AstroGrid Data Exploration Facility
This page is for discussing ideas related to inclusion of a data exploration facility in the
AstroGrid-II proposal.
Appended is a first stab at a partial draft of that section of the proposal. The ideas behind this came from discussions with
ClivePage and Ken Brodlie from Leeds Univ CS is very interested in the visualization issues, but I am to blame for the deficiencies of this draft, which is big on vision but notably unsullied by specifics.
--
BobMann - 05 May 2003
AstroGrid Data Exploration Facility
Introduction
The Virtual Observatory should deliver to the desktop of every astronomer the
capability to query, and obtain the data she wants from, all the world's
significant data sources. The scientific success of the VO depends on the
ease with which science can be extracted from those data - most importantly,
through the new kinds of science that the VO makes practically possible for
the first time. Foremost amongst this new science will be the exploration of
the multi-dimensional data spaces created by the federation of distributed
databases, and the
AstroGrid Data Exploration Facility (ADEF) is designed to
enable this type of research.
An idealised ADEF session
An astronomer has a hunch about connections between the
properties of brightest cluster galaxies (BCGs) and those of their
host clusters. She queries the VO to construct a sample of clusters
observed with sufficient detail in the optical and the X-ray, and for
which there exists good quality photometry for the BCG over a wide
range of passbands. All in all, this might yield a set of 400 attributes
for 10,000 BCG/cluster pairs. This is far too much data to analyse in
detail, so the astronomer runs a statistics package which seeks the twenty
attributes with the highest information content, and then generates a grid
of scatter plots for pairs of them, arranged in order by the strength of the
correlation between them. This reveals that there are very significant
correlations between a set of six attributes, so the astronomer launches
another visualization tool, which allows navigation through 3D projections of
a higher dimensional data space. The full 10,000-object sample may be
too large for this, so the astronomer selects a subsample of 200
objects, chosen by a statistical algorithm to be representative of the
distribution of the full sample across the six attributes of interest.
Experimenting with this tool suggests that there are, in fact, three
clusters of points in this data space, which the astronomer thinks
might correspond to distinct populations. The visualization tool
allows the astronomer to "paint" the members of these three clusters
in different colours, marking them as three separate subsets of the
data, in a manner that is recognised by other tools in the ADEF
system. This classification scheme is then applied to the full set of
10,000 records, and statistical tests run to assess its
significance.
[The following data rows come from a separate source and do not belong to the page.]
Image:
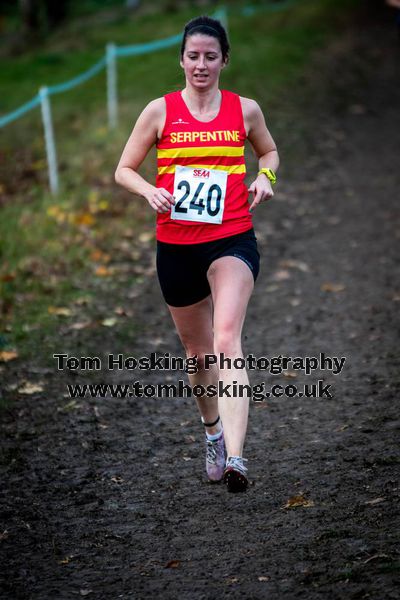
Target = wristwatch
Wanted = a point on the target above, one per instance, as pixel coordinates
(269, 173)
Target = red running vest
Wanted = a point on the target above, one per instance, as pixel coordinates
(217, 144)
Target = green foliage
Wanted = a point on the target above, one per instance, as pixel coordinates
(48, 246)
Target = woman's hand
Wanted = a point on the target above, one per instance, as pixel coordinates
(262, 190)
(159, 199)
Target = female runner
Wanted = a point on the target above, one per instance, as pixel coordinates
(207, 257)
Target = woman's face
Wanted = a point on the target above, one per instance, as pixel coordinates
(202, 60)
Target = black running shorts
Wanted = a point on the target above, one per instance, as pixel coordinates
(182, 268)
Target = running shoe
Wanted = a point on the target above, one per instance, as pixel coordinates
(235, 474)
(215, 458)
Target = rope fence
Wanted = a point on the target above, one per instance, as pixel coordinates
(109, 61)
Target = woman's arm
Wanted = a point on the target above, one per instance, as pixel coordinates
(264, 147)
(145, 133)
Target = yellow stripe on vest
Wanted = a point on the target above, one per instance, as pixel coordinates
(231, 169)
(203, 151)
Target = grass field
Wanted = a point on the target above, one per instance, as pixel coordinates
(60, 256)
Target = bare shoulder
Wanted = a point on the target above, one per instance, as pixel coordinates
(152, 117)
(250, 108)
(155, 108)
(252, 114)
This is found to be strong, so the astronomer saves the
data from this session, and moves on to figuring out the astrophysical
processes that might lie behind this division into three classes; the
data storage being such that, at a later date, she can reload the data
into the ADEF and overplot a set of predictions she has since
generated from new models for the evolution of the cluster and its
BCG, which may, in turn, have been produced using a numerical
simulation service within the VO.
Functional Analysis of the idealised ADEF session
It is clear that there are several stages within the process described above:
1. Enquiry Formulation:
The astronomer works out what she wants to do and formulates the query that
will select the required data from the VO. This may require several iterations,
as the astronomer refines her query, based on results from the VO registry as
to which relevant data are available, and what are the quality issues, etc,
associated with them. This functionality will be delivered by the "first
generation" VO, such as implemented by
AstroGrid, but will clearly be refined
over time.
2. Query Processing:
Once a final query has been defined, the VO system will select the best
execution plan, possibly involving selection between different mirrors of some
databases. Again, this will be delivered by
AstroGrid, and is likely to
build on the distributed query processing capabilities of OGSA-DAI.
3. Data Integration:
The process by which records from different databases are combined to
yield, in this example, a large collection of attributes of BCGs and
their host clusters, stored in the correct format for the data
exploration session, is something that is likely to evolve with the
VO.
AstroGrid will certainly implement the matching of records by
proximity, and may offer use of some more complex association techniques,
but it is likely there will have to be work on this in
AstroGrid-II.
The goal here is to minimise the volume of data that has to be transported
between sites, but it will take significant effort to integrate
sophisticated association techniques into the VO query specification
process sufficiently well that there is no need for filtering of data
extracted from databases: research into this topic is underway at
Edinburgh (Emma Taylor
PhD? project, funded from
PPARC e-science
studentship scheme), which a web service implementation of simple matching
by proximity, called
SkyQuery?, has been produced by the Johns Hopkins group.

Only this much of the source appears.